In [None]:
import os
import sys
import glob
import numpy as np
import pandas as pd
import seaborn as sns
from matplotlib import pyplot as plt
import matplotlib.colors as mpl_colors

from scipy import interpolate
import FlowCytometryTools as fct

In [None]:
%load_ext autoreload
%autoreload 2
%aimport -fct -np -pd -plt

In [None]:
sys.path.append('../')
from pipeline_process import common
from pipeline_process.facs import constants, manager, processor, unmixer

FITC = constants.FITC
BOX_ROOT = '/Users/keith.cheveralls/Box-cache/'

In [None]:
# initialize a manager
m = manager.FACSManager(BOX_ROOT)

In [None]:
# initialize a processor for one plate
p = processor.FACSProcessor(*m.get_sample_and_control_dirpaths('P0014'), verbose=False)

In [None]:
# process a sample
plt.figure(figsize=(8,6))
s = p.process_sample('D1', show_plots=True)

In [None]:
all_plate_ids = list(manager.CONTROL_DIRNAMES.keys())

### Process all plates

In [None]:
# load all plates and process all samples
stats, dists = [], []
for plate_id in all_plate_ids:
    print('Loading plate %s' % plate_id)

    p = processor.FACSProcessor(*m.get_sample_and_control_dirpaths(plate_id), verbose=False)

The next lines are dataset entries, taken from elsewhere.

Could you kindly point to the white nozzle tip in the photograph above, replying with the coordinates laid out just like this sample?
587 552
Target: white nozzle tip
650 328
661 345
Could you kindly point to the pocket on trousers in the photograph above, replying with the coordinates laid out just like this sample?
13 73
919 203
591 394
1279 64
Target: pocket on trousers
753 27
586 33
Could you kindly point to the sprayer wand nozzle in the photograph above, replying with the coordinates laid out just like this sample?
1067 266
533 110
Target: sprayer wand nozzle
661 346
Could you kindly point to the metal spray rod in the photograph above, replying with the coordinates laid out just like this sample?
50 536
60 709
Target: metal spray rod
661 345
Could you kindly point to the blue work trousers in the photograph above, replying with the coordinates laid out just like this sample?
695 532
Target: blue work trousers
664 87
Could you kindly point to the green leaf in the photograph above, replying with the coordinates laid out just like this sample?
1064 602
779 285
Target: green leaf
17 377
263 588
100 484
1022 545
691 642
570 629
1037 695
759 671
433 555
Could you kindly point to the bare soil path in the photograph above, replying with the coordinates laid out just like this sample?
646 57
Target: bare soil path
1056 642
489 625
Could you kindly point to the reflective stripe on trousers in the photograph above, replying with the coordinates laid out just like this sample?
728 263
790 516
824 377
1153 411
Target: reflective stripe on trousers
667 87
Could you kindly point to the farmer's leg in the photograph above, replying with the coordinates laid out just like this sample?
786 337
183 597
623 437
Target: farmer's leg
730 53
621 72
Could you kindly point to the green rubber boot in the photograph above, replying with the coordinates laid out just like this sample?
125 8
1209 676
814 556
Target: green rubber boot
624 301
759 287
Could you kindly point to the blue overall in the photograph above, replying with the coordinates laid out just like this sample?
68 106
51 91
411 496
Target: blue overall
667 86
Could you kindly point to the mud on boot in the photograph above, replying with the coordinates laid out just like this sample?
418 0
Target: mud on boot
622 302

    for well_id in p.well_ids:
        stat, dist = p.process_sample(well_id, show_plots=False)
        stat['well_id'] = well_id
        dist['well_id'] = well_id
        stat['plate_id'] = plate_id
        dist['plate_id'] = plate_id
        stats.append(stat)
        dists.append(dist)

In [None]:
# cache stats
pd.DataFrame(data=stats).to_csv('2019-07-16_all-facs-results.csv')

In [None]:
# cache dists
def to_jsonable(dists):
    '''coerce arrays to lists'''
    for row in dists:
        for key, val in row.items():
            row[key] = list(val)
    return dists

with open('2019-07-16_dists-cache.json', 'w') as file:
    json.dump(to_jsonable(dists), file)

### Some plots

In [None]:
d = pd.DataFrame(data=stats)
d = d.dropna(how='any', axis=0)
d.shape

In [None]:
_ = plt.scatter(d.area, d.rel_median_log, alpha=.1)

In [None]:
# area vs log median
_ = plt.hist2d(
    d.area,
    d.rel_median_log,
    bins=(np.arange(0, .4, .01), np.arange(0, 1.5, .03)),
    norm=mpl_colors.PowerNorm(.5))

In [None]:
# mean vs std
_ = plt.hist2d(
    d.raw_mean,
    d.raw_std,
    bins=(np.arange(3000, 7000, 90), np.arange(0, 1500, 30)),
    norm=mpl_colors.PowerNorm(.7))

In [None]:
# std vs max
_ = plt.hist2d(
    d.rel_mean_hlog,
    d.rel_percentile99_hlog,
    bins=(np.arange(1000, 6000, 90), np.arange(2000, 8000, 60)),
    norm=mpl_colors.PowerNorm(.7))

### Compare control distributions from different plates

In [None]:
# plot the reference distributions
plate_nums_weird_controls = [1, 6, 10, 11, 19]
for plate_num in plate_nums_weird_controls:
    print('Loading plate %s' % plate_num)
    p = processor.FACSProcessor(*m.get_sample_and_control_dirpaths(plate_num))
    plt.plot(p.x_ref, p.y_ref, label=plate_num)
plt.legend()